= Kolshet =

Kolshet is a locality in Thane.

== Infrastructure ==
The road approaching Kolshet is known as Kolshet Road. Kolshet connects Eastern Express Highway to Western Express Highway and acts as a bypass to Ghodbunder Road. One can travel to Kolshet by TMT buses.

Kolshet is pretty much in a developing stage as compared to Ghodbunder Road. Kolshet creek is also known as 'Retibunder' as sand for construction is supplied from this place. The place has industries like SYNTEL, Clariant Chemicals, Wool Research Center and Navnit Motors.
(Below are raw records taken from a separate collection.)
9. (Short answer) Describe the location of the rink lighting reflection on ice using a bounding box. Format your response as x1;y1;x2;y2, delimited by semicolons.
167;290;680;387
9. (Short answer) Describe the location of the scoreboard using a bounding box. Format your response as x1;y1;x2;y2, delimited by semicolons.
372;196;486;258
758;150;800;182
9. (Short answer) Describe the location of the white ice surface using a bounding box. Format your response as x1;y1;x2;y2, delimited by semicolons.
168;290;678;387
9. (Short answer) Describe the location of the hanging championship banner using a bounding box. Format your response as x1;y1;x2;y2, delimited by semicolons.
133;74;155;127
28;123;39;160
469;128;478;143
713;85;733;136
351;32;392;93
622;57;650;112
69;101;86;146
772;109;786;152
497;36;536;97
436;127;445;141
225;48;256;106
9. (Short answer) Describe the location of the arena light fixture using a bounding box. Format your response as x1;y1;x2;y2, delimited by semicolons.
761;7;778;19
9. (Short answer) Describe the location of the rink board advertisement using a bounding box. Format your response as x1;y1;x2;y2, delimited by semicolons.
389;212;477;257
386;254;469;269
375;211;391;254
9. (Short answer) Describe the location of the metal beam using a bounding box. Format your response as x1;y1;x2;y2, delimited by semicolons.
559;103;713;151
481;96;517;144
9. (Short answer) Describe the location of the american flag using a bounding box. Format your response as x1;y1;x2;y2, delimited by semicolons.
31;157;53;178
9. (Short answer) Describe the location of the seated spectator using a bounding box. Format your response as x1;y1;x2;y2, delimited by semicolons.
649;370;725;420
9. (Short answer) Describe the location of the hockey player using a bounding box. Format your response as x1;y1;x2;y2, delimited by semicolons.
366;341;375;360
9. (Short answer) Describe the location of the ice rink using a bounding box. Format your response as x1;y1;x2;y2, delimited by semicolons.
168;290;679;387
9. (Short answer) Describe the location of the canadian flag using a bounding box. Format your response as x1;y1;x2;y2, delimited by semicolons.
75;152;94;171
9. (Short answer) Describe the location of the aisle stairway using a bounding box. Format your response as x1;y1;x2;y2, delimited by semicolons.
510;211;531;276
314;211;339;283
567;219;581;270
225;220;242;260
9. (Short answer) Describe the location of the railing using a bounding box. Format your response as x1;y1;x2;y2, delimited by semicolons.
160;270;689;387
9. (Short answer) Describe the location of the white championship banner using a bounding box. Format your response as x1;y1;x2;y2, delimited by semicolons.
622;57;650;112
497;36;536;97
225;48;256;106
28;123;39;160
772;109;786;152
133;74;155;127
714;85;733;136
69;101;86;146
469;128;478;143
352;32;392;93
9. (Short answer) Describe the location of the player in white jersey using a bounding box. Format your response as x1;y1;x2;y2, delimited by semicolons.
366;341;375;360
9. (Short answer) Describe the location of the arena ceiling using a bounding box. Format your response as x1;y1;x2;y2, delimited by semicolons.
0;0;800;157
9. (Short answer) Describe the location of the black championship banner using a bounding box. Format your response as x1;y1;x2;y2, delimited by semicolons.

The residential complexes here are Everest World, Puraniks Kavyadhara, Highland Builders, Devashree Park, Siddheswhwar Gardens, Unnathi Woods, Vraj Green Valley, Regency Heights, Runwal Pearl, Runwal Garden City, Mayfair Meridian, Vakratund Residency and many more. Residential property rates for Kolshet Road in January 2014 were around Rs 8600 to Rs 9950.

Nearest schools in Kolshet are Kendriya Vidyalaya at Air Force station, Blossom High School at Everest World, Universal High School at Brahmand. The Thane Sub Campus of the University of Mumbai was also established in 2014.

Nearest hospitals include Jupiter Hospital at Majiwada and Hiranandani Hospital at Hiranandani Estate.